Странники у костра (Шугаев) - страница 56

II

В последний февральский день, когда Крытов еще не объявил Марье Ивановне своего стремления во Владивосток, по улицам Братска, продутым и вылизанным утренней метелью, шел с внезапными замедлениями и остановками высокий статный мужчина с гордо вскинутой головой, с браво развернутыми плечами — само всплывало слово «мо́лодец» и было в полном согласии с этим размашисто-убедительным движением. Мужчина носил аккуратно курчавящуюся русую бородку, тяжелую золотистую подкову усов, имел светло-карие кроткие глаза и чистый, высокий, нежный лоб. Мужчина утром прошел по проспекту Энергетиков, долго стоял в одном дворике у трех старых сосен и вздыхал, и поглаживал взбугрившуюся морщинистую кору; потом сел в автобус и укатил на правый берег, на улицу Амурскую, где тоже долго рассматривал двухквартирный дом из бруса, покачал, подергал штакетник, на который опирался, — прочен ли, постоит ли еще?

Во время этих смотрин и стояний глаза мужчины часто взблескивали мимолетной влагой — можно было предположить, что сердце у него чувствительное.

В призрачной тьме февральского дня мужчина приехал в Постоянный, в деревянный, двухэтажный, поглядывающий через сосны на залив, столько сердца потративший на старый и новый Братск. На пустынных уютных улицах Постоянного на мужчину, на нашего мо́лодца, нахлынула горячая, неудержимо слезливая ностальгическая дурь — он сдернул шапку, промакнул ею слезы и потряс головой, остудил былые видения.

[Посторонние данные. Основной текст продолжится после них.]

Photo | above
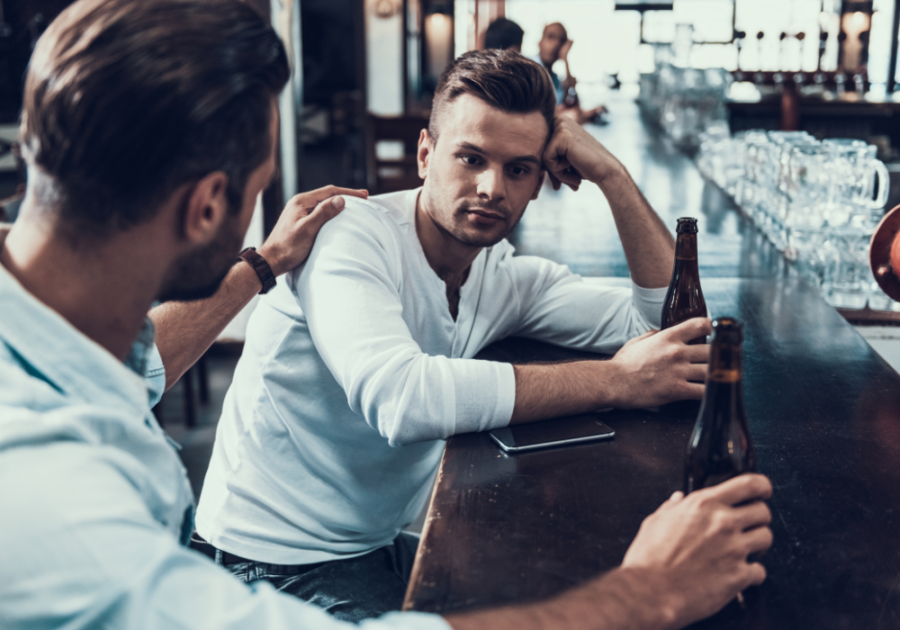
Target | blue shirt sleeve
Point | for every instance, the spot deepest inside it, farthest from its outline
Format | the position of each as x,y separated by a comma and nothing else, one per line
79,548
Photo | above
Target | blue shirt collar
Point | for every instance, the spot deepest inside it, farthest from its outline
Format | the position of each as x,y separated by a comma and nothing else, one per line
67,359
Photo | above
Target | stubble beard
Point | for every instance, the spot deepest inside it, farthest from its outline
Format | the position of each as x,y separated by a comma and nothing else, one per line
198,275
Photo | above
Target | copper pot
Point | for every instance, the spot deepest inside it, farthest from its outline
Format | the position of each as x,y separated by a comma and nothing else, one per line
884,254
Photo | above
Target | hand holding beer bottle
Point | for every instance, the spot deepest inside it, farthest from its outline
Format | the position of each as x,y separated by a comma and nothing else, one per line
684,300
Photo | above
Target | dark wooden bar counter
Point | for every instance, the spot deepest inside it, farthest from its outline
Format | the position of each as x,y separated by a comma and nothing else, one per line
824,411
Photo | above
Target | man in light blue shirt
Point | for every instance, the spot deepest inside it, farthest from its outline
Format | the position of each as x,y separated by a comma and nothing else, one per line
149,129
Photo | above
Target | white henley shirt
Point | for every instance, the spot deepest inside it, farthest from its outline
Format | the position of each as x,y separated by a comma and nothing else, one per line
354,372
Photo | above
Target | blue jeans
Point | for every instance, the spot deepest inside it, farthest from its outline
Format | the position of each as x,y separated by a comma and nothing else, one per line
351,590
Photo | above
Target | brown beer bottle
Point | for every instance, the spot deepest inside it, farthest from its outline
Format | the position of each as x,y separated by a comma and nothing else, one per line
720,447
685,297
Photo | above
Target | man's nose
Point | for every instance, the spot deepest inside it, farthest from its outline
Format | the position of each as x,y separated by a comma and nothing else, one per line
492,184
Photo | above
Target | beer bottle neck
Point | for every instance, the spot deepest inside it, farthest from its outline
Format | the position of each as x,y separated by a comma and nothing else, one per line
686,247
725,363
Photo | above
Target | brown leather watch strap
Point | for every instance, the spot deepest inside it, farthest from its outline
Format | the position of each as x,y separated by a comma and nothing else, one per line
260,266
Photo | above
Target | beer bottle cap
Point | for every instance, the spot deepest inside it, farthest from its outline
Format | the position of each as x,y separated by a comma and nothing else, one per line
686,225
727,330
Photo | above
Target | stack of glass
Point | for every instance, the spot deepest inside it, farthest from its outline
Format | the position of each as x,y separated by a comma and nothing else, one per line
818,202
685,102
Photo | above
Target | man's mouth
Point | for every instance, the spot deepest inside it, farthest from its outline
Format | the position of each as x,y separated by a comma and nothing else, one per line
486,214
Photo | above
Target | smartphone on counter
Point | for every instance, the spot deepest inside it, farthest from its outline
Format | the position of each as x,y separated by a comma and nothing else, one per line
552,433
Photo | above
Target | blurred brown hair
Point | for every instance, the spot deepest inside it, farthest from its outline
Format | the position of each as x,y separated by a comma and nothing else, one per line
126,100
501,78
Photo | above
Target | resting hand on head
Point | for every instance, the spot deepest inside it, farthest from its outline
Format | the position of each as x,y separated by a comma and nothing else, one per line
573,155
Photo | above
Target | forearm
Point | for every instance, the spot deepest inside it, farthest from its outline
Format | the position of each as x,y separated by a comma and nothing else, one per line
648,244
561,389
185,330
621,599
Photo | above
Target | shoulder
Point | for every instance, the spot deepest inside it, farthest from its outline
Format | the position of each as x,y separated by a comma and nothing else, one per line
363,220
526,270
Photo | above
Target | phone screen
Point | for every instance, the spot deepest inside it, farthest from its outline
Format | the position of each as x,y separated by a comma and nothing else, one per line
558,432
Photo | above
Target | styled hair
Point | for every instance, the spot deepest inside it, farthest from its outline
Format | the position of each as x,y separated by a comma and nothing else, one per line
127,100
503,33
501,78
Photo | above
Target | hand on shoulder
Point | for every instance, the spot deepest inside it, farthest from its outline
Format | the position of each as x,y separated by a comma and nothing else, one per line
295,232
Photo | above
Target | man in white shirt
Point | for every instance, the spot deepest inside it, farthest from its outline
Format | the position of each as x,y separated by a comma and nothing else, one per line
150,128
359,366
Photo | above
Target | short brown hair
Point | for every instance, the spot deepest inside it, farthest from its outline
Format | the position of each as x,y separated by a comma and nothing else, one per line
501,78
127,100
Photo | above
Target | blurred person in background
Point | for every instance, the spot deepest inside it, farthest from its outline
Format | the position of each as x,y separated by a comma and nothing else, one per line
554,46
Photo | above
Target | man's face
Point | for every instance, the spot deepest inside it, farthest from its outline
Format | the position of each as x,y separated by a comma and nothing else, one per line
483,170
198,274
551,43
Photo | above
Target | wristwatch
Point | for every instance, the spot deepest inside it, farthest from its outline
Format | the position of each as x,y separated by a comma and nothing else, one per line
260,266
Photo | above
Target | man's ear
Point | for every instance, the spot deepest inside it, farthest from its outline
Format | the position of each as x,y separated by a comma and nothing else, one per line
426,146
537,189
206,206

Мужчину звали Алексеем Даниловичем Пермяковым, он прощался с Братском и завтра рано утром уходил из него. Братск помнил Алексея Даниловича двадцатилетним тощим солдатиком, поселившимся после армии в палатке, за худобу и долговязость прозванным Лехой Длинным. Глыба лет, незримым рюкзаком приспособившаяся между лопаток Алексея Даниловича, утратила свою тяжесть, расплавилась во вспышке прощальной энергии, выделенной при встрече Лехи Длинного с Алексеем Даниловичем Пермяковым.

Вот Леха, с влажным пламенем на щеках, с потным чубом, с приклеившимся к губам словечком «благородно» («Вчера благородно порыбачил», «Встретил благородную девушку», «Ну-у, это благородный работник», потом любимым словечком станет эпитет «железный», потом возьмутся за глаголы «не стони», «не возникай»), переходит из одного романтического положения в другое: то среди хлада и мрака ползет на тракторе в Вихоревку, где под дождь сгружены книги для первой жилстроевской библиотеки; то по две смены не выпускает из рук вибратора — к ноябрьским обещали первый фундамент нового Братска; то стоит среди весеннего уличного разлива этаким улыбчивым белокурым богатырем возле первой деревянной школы и подхватывает на руки мальчишек и девчонок, переносит с одного сухого бугорка на другой, переносит и молоденьких, весело повизгивающих учительниц, и старую грузную директрису Анну Ивановну — она долго не решается: «Такую колоду, как я, разве перетащишь?». Когда же он наконец отрывает Анну Ивановну от земли, она гулко, басисто всхохатывает: «Ну и лешак же! Ну и лешак!»